Le commandant ​Ahmad Chah Massoud marchant avec un autre responsable moudjahidine, Abdul Haq, dans le nord-est de l'Afghanistan, à une date non précisée.  (AFP)

«Hekmatyar et son allié intermittent, l’Ouzbek Abdul Rachid Dostom, étaient les combattants les plus féroces, mais Massoud a aussi eu sa part de ruines, démolissant des quartiers entiers de Kaboul», raconte Slate. Il «est responsable de la moitié des atrocités dans le pays», selon «un intellectuel afghan de premier plan qui ne souhaite pas être nommé», cité par le site. Selon cette source, il aurait fait massacrer des membres de l’ethnie minoritaire hazara. Il y aurait aussi eu des bombardements et des pillages. «C’est en partie pour cela que beaucoup d’habitants de Kaboul avaient bien accueilli l’arrivée des talibans» en 1996, poursuit Slate.

Un nouveau Che Guevara, vraiment?
Le commandant Massoud reprend alors la lutte. Différentes factions se regroupent derrière lui, formant ainsi l’Alliance du Nord. Il se rend en Europe en avril 2001 et reçoit fréquemment dans son fief des visites de nombreux journalistes, médecins et humanitaires. En 1998, le Français Christophe de Ponfilly lui a ainsi consacré un documentaire de référence, «Massoud l’Afghan». Ponfilly s’était lié d’amitié avec lui et «sa mort l’avait profondément atteint», raconte Le Monde. Tous ces visiteurs étrangers «parleront de lui par la suite comme d’un personnage hors du commun, doté d’un grand charisme et d’une grande intelligence», rapporte Pierre Centlivres, ethnologue à Neufchâtel (Suisse), cité par Le Temps.

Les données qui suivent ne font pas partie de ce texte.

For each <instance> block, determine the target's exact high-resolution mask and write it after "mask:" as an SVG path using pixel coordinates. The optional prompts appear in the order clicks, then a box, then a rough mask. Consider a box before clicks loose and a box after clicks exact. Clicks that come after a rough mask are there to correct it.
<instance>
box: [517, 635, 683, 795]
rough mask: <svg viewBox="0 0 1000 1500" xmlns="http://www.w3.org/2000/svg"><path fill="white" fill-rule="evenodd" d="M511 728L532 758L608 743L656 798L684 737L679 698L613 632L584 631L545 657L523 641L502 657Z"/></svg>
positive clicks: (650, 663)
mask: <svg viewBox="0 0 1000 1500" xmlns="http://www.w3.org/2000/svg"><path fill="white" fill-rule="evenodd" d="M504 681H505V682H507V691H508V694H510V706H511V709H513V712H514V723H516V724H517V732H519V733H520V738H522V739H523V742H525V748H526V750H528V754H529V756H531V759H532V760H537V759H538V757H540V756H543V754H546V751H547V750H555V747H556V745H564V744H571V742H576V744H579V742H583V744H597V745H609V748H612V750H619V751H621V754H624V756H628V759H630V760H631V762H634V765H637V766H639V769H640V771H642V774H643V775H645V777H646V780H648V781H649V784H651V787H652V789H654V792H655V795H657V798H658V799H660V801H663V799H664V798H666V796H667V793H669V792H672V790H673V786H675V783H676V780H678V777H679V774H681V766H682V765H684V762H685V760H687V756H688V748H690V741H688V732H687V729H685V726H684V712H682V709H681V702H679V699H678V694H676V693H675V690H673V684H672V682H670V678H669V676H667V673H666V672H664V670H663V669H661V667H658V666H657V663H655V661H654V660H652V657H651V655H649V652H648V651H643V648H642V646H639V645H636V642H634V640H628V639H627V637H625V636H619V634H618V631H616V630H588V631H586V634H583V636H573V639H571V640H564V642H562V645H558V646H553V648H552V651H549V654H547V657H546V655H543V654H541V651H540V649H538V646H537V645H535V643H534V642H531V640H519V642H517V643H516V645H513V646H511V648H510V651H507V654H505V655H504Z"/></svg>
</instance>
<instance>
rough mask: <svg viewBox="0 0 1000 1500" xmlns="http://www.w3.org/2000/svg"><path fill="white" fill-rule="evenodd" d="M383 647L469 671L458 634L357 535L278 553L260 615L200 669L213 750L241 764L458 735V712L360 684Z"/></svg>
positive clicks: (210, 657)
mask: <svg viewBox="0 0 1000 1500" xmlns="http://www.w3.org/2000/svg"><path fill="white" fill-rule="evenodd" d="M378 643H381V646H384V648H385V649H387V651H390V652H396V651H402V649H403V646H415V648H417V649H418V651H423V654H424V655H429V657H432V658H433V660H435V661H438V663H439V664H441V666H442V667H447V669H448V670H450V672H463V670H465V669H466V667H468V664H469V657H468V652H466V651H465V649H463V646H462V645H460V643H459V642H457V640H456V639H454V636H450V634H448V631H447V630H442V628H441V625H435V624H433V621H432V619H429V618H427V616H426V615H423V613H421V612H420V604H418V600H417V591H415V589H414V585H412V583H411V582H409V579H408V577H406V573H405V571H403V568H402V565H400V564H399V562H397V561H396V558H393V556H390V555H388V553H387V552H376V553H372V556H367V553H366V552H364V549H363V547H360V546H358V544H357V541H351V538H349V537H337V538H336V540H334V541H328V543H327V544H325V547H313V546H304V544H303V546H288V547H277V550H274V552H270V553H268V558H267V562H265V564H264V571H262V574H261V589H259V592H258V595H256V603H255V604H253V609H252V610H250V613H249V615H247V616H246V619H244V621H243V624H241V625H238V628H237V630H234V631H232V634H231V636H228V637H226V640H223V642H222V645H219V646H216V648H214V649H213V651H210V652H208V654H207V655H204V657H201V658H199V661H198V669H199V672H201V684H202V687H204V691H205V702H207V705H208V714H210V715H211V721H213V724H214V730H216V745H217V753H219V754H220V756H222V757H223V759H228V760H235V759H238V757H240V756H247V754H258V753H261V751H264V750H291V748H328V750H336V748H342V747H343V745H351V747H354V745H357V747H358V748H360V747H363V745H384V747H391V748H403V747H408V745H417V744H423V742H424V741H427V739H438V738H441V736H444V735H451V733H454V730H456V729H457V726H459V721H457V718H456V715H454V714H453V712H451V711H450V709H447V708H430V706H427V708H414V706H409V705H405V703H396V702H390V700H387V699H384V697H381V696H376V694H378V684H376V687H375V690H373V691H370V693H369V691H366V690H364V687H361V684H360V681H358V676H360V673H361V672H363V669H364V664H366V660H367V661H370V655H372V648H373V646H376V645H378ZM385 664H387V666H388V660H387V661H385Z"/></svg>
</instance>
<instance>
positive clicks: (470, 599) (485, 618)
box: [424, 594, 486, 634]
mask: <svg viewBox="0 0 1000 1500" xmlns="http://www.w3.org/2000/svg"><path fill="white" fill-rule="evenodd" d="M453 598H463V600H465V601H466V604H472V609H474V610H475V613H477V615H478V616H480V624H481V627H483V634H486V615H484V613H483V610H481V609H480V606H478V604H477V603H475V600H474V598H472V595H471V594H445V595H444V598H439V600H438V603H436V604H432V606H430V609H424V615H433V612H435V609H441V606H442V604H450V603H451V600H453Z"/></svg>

Aujourd’hui, dans son fief, le commandant est l’objet d’une dévotion sans nuance, a constaté un journaliste de l’AFP. Il est célébré par les autorités du pays. Mais son image divise. En 2011, dix ans après sa mort, aucun hommage ne lui a été rendu dans les régions pachtounes (les zones de recrutement des talibans). Ni parmi «les populations chiites du centre, pour lesquelles Massoud n’a jamais eu beaucoup de considération», précise Le Temps. Un manque de réaction caractéristique de l’extrême division ethnique de l’Afghanistan.

En Occident, le personnage d’Ahmad Chad Massoud a séduit les médias et l’opinion. Celui d’«une sorte de noble sauvage et tragique», parfois porté à la hauteur d’un mythe. Un peu comme Che Guevara. «La révolution avec le révolutionnaire argentin semble pertinente : comme chez le Che, l’héritage immaculé et la réalité sanglante ne se chevauchent que rarement», écrit Slate.

Sa renommée est particulièrement «lumineuse» en Europe, et plus particulièrement en France, note Le Temps. «Massoud, c’est finalement l’Afghanistan que les Européens ont rêvé», conclut le quotidien helvétique.